Article · 12 June 2026

The Breach That Changes the Model

Most security thinking still guards the doors and the data. The attack that should worry you walks past both and rewrites the model itself, quietly, while every dashboard stays green.

Author

Micky Irons

Published

12 June 2026

Follow Micky Irons

LinkedIn X

model integrityAI securityweight tamperingpost-quantum cryptographysovereign AI

The breach that leaves no broken window

I have sat through enough incident reviews to know the shape of a normal breach. Something is missing or something is loud. Data leaves the building. A service falls over. A ransom note appears. There is a broken window, and the whole discipline of security is built around finding broken windows quickly and boarding them up. We are good at this now. We are not good at the breach that breaks nothing, and that is the one I want to talk about.
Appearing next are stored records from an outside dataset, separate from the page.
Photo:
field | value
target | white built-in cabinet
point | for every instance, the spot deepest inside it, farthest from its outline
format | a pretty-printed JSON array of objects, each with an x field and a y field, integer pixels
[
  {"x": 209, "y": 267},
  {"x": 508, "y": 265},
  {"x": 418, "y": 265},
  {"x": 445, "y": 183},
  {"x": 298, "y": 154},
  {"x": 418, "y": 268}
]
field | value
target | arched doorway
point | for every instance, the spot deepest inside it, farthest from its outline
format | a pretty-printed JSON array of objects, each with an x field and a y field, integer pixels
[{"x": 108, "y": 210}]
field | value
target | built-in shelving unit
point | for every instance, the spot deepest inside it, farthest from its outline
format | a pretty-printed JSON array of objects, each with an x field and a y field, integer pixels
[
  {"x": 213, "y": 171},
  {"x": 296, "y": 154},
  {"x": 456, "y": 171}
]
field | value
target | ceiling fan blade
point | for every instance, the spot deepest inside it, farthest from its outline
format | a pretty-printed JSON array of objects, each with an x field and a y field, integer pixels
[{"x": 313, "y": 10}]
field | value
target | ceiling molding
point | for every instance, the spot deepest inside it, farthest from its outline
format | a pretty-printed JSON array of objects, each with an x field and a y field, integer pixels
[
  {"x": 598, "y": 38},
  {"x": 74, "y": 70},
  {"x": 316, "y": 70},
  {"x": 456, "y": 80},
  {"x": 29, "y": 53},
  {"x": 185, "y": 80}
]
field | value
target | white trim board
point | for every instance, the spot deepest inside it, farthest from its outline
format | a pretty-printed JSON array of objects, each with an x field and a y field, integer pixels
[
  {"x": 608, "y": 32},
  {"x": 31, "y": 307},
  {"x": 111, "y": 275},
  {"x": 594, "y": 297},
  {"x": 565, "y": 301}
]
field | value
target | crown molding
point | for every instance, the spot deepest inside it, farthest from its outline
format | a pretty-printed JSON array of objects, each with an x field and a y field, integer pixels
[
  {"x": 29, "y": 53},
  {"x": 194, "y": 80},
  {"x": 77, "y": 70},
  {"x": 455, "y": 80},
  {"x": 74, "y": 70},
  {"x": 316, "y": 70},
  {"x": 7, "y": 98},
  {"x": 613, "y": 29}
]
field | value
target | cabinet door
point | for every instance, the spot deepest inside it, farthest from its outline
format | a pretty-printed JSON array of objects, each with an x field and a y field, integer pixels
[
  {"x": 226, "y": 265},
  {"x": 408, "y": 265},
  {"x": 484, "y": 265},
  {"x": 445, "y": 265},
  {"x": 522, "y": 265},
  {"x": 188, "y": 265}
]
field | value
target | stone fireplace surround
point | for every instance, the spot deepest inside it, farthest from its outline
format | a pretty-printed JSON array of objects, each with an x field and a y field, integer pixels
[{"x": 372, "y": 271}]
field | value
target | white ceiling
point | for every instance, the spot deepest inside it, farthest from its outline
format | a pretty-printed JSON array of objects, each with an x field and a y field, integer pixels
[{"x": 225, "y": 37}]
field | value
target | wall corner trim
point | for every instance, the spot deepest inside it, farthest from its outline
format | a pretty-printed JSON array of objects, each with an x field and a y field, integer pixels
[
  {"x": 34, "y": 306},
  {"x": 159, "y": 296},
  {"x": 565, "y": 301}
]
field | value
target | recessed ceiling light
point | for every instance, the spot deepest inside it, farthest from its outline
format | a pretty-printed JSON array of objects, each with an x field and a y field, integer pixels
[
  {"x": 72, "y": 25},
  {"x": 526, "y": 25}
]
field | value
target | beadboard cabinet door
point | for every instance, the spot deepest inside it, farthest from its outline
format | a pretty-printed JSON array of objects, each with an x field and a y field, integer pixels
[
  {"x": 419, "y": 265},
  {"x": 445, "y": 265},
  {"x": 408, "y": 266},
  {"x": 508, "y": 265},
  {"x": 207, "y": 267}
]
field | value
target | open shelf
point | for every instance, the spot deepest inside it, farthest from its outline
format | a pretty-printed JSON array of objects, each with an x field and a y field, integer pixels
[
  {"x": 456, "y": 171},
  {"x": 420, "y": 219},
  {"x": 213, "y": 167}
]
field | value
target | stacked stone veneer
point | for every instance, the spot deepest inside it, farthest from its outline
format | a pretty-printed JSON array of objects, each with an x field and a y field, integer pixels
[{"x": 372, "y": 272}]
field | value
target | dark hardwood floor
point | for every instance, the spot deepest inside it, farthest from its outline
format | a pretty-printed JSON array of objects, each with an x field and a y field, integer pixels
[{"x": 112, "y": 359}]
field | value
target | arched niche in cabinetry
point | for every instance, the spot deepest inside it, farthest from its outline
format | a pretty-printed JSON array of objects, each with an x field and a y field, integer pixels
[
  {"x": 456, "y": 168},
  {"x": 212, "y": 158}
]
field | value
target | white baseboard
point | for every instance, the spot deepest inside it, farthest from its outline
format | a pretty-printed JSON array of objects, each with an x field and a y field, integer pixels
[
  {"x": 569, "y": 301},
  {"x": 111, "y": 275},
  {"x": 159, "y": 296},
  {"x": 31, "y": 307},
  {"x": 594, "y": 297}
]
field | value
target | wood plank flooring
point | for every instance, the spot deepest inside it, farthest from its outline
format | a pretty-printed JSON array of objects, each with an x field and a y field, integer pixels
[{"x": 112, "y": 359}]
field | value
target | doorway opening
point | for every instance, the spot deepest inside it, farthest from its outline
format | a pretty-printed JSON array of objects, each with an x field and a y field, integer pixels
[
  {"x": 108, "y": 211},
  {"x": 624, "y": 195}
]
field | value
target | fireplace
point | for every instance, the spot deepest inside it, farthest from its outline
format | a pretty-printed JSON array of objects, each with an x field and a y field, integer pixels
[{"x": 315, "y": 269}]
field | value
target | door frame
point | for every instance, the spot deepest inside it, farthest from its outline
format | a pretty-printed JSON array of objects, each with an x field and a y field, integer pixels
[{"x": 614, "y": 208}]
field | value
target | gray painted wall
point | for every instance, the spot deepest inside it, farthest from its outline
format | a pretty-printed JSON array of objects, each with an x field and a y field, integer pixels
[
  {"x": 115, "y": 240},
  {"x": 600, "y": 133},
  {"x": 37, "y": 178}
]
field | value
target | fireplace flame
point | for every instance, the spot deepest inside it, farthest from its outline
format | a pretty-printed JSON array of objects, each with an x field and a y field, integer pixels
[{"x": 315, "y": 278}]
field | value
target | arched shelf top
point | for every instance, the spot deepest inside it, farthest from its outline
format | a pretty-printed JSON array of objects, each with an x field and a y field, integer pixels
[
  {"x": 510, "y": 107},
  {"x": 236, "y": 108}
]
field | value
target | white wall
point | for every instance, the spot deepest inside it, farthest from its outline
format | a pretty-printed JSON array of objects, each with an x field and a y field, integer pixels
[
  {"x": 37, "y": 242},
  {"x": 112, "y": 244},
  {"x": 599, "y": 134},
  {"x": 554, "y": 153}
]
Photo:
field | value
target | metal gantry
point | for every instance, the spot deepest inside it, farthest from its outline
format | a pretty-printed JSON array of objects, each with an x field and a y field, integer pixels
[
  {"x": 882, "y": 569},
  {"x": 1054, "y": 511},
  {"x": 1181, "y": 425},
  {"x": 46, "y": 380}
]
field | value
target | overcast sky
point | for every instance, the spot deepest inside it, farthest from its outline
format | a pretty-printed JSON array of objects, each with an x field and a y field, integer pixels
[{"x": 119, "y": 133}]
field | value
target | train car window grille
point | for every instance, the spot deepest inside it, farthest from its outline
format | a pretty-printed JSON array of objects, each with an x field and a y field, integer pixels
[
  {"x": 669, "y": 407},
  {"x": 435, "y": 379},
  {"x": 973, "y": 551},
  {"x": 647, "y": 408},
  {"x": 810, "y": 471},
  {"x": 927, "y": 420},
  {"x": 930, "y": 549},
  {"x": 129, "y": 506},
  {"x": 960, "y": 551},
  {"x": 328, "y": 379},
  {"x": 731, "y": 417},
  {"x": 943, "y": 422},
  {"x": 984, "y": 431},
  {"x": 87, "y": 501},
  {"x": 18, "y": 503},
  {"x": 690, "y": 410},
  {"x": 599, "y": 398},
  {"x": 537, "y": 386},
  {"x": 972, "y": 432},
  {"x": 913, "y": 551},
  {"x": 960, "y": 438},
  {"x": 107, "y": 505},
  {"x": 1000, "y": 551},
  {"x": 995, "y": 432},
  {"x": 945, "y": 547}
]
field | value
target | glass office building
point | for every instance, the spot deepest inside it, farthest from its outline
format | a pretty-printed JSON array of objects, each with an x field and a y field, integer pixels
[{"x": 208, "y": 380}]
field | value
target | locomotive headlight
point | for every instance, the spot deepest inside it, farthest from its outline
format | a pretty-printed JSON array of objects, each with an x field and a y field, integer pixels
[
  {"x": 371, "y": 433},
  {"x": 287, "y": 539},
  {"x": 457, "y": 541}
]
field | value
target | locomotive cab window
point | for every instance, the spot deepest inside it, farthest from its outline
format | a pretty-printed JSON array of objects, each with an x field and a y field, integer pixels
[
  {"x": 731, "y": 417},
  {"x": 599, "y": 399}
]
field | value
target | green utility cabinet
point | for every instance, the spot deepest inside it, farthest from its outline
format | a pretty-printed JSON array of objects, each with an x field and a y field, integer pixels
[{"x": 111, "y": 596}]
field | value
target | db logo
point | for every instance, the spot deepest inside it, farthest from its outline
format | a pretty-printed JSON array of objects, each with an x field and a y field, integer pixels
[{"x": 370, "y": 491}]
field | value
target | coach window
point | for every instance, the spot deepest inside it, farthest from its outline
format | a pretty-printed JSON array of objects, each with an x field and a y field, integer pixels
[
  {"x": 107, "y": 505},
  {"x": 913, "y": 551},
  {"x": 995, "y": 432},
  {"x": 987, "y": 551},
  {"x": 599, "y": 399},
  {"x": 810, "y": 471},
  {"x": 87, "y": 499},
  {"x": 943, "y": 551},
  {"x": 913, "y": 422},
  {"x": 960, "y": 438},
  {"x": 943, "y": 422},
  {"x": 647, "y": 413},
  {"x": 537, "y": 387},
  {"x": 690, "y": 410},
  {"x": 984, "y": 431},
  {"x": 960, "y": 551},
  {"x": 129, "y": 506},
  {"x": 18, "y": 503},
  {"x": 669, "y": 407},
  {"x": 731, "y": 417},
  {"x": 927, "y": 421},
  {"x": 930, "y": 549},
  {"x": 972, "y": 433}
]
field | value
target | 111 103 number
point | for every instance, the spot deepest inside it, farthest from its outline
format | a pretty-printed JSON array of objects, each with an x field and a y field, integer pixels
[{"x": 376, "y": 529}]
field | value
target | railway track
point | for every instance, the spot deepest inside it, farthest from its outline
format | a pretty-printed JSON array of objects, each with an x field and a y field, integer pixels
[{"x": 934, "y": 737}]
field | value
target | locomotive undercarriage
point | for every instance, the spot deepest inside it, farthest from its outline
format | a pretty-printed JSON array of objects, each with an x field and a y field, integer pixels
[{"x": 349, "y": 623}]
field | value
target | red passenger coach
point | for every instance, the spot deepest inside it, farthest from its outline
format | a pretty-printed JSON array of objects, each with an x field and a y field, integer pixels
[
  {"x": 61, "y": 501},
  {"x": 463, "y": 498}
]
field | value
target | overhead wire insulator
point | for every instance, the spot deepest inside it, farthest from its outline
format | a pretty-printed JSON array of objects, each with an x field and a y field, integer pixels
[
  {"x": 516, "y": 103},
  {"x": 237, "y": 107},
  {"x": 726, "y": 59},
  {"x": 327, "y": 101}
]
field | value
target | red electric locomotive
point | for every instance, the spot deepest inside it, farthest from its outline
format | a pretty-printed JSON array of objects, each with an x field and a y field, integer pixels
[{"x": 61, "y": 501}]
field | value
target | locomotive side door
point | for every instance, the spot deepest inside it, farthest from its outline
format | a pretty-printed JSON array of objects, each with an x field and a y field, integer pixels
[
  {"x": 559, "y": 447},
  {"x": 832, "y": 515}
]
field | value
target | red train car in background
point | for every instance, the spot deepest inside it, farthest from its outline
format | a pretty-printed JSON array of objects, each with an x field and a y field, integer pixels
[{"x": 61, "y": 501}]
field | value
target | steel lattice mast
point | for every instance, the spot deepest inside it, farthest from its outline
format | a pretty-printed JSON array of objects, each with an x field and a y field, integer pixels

Think about what an artificial intelligence (AI) model actually is. It is a large array of numbers, the weights, learned over an expensive training run and then frozen and shipped. Those numbers are the product. They are also, from a security point of view, the softest target in the entire stack, because almost nobody is watching them. We watch the prompts going in. We watch the answers coming out. We watch the network, the keys, the access logs. The weights themselves sit in a file or a region of memory, and we assume that the model we deployed on Monday is the model still answering on Friday. That assumption is the gap, and it is wide enough to drive an attack through.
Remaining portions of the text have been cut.